The Old Masters exchanged a look. None of them were smiling.

Yes, Djinn grant wishes. But only if you were clever enough to survive the cost, and very few were. They made you twist your own words, then took them in the most horrible way.

"We need to act as well," Sabine said. "I doubt they'll be clearing the way on their own."

Cassian shook his head. "I don't want to hear their deaths."

A few of them grimaced. One cursed under his breath.

Dumbledore shook his head. "We need to observe. Maybe we can learn something."

Cassian muttered something that was probably impolite. Bathsheda caught his hand before he could turn it into a full argument. He didn't look at her, but his shoulders eased a notch.

"Let's observe then," he said, voice flat.

They followed the others down into the pit.

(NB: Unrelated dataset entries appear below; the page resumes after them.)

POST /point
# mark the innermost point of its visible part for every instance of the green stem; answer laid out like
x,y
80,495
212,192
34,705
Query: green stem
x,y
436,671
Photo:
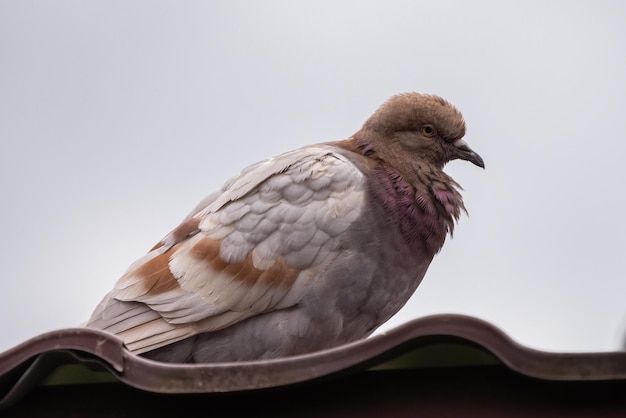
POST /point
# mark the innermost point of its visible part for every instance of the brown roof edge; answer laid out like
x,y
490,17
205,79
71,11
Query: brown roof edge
x,y
29,363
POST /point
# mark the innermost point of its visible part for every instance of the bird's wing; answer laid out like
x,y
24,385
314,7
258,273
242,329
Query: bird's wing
x,y
251,248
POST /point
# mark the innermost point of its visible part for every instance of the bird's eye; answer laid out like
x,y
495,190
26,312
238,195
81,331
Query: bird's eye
x,y
428,130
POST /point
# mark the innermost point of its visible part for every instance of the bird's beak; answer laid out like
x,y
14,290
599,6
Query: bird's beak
x,y
464,152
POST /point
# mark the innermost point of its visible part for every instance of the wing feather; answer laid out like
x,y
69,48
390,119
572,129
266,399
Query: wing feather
x,y
251,248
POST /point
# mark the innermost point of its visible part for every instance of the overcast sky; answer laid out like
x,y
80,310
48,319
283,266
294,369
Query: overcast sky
x,y
117,117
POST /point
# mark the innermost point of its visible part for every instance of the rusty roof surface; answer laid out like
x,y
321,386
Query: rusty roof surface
x,y
38,360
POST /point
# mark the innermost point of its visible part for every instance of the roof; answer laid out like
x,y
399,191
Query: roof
x,y
442,347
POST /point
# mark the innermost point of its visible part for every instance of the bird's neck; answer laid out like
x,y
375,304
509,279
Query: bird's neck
x,y
422,201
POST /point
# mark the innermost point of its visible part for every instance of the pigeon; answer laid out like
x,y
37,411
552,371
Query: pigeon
x,y
309,250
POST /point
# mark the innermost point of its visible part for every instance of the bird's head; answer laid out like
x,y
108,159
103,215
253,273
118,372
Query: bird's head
x,y
421,125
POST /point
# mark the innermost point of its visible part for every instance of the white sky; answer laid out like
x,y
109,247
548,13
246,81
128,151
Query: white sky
x,y
117,117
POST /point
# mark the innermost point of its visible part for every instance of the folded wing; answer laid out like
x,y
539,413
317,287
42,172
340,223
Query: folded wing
x,y
251,248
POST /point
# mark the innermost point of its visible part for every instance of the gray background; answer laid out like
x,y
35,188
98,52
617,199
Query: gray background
x,y
117,117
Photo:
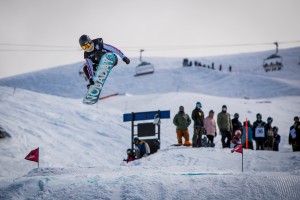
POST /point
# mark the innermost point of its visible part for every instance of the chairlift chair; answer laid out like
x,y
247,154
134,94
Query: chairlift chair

The air thickened the lower they went, like the place had been waiting them for eons. Runes curled along the walls, faint and twitching.

The pit wasn't a pit in the end, it was a chamber, hollowed in perfect rings, like something had spun itself into the earth and refused to come back out.

The Djinn was already standing. Tall, wrong in the way ancient things often were. His frame was human-shaped, but the longer you looked, the less certain you were of where his shoulders ended or if his robes had ever been stitched by hand. Dark fabric trailed behind him like it was suspended in water, moving with a wind no one else could feel.

His skin shimmered like polished stone under dust, gold veins faint beneath it. His face looked carved, sharp as a crescent blade and smooth as something melted and reset. His eyes were all black, no whites, no iris. No warmth.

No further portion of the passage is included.